The Bloomsbury Set

Rebel, rebel - Bloomsbury style

Not only is Bloomsbury a fantastic place to live and visit but it has a fascinating past and is an area that has been home to some equally interesting people. One such group of people is the Bloomsbury group (or set) - a fantastically gifted bunch of bohemians, intellectuals, artists, writers and philosophers that met socially to exchange ideas and theses on any range of contemporary subjects. Whilst many of the group were famous in their own right others were famous for their forthright views and rebellious natures - put simply they were often famous for being famous. They were very open minded about numerous 'taboo' subjects including sexual matters and alternative lifestyles that were expounded with confidence as only a socially advantaged person of the times could do.

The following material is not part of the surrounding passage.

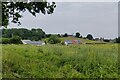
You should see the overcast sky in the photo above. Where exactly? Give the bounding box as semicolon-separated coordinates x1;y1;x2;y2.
8;2;118;39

Essentially they were a group of friends that met in local haunts like the Fitzroy Tavern and the Bloomsbury club for some lively debate or each others houses for 'liasons' and sparkling conversation. Although the members of the Bloomsbury Set were brilliant and liberated, they were apparently not all happy. One central figure, the super talented Virginia Woolf, who, after her home was bombed in 1941, wrote a note to her husband, Leonard, saying "we can't go through another of those terrible times", filled the pockets of her coat with stones, and walked into a river to drown herself.

The membership list of this illustrious club reads like a 'who's who' from the mid- to late- 20th century and included:

Virginia Woolf (1882-1941) was one of the greatest novelists of the 20th century. Her reputation took a downturn after her suicide in 1941, but was revived with the rise of the women's liberation movement in the 1970s.

Clive Bell (1881-1964) was an art critic, and an early champion of modern art, he married Virginia Woolf's older sister, Vanessa.

Julian Bell (1908-1937) - the Woolf's nephew. As a Cambridge student, he was reputed to be the lover of the spy Anthony Blunt. He went to China, and then Spain, where he drove an ambulance for the Republicans, and was killed at the Battle of Brunete.

Dora Carrington (1893-1932)was a talented painter and artist whose hopeless love for Lytton Strachey was dramatised in the 1995 film Carrington. She is taken more seriously as an artist now than in her lifetime.

Rosamond Lehmann (1901-1990) - a successful novelist, several of whose works are explicitly autobiographical, and deal with issues such as adultery, lesbian love, marriage break-up and back-street abortion.

Frances Partridge (1990-2004) was the longest living of all the Bloomsbury Set and whose fame now rests on diaries she began keeping around the time that she married Carrington's former husband, Ralph Partridge, in 1933.

Lytton Strachey (1880-1932) was a writer whose 1918 book, Eminent Victorians, four short biographies of Victorian heroes, changed a generation's perception of the previous century. The economist John Maynard Keynes was one of his lovers.

Wogan Philipps (1902-1993) was Lehmann's husband. His father, Lord Milford, disowned him when he joined the Communist Party. But in 1963, he became the only communist ever to sit in the House of Lords.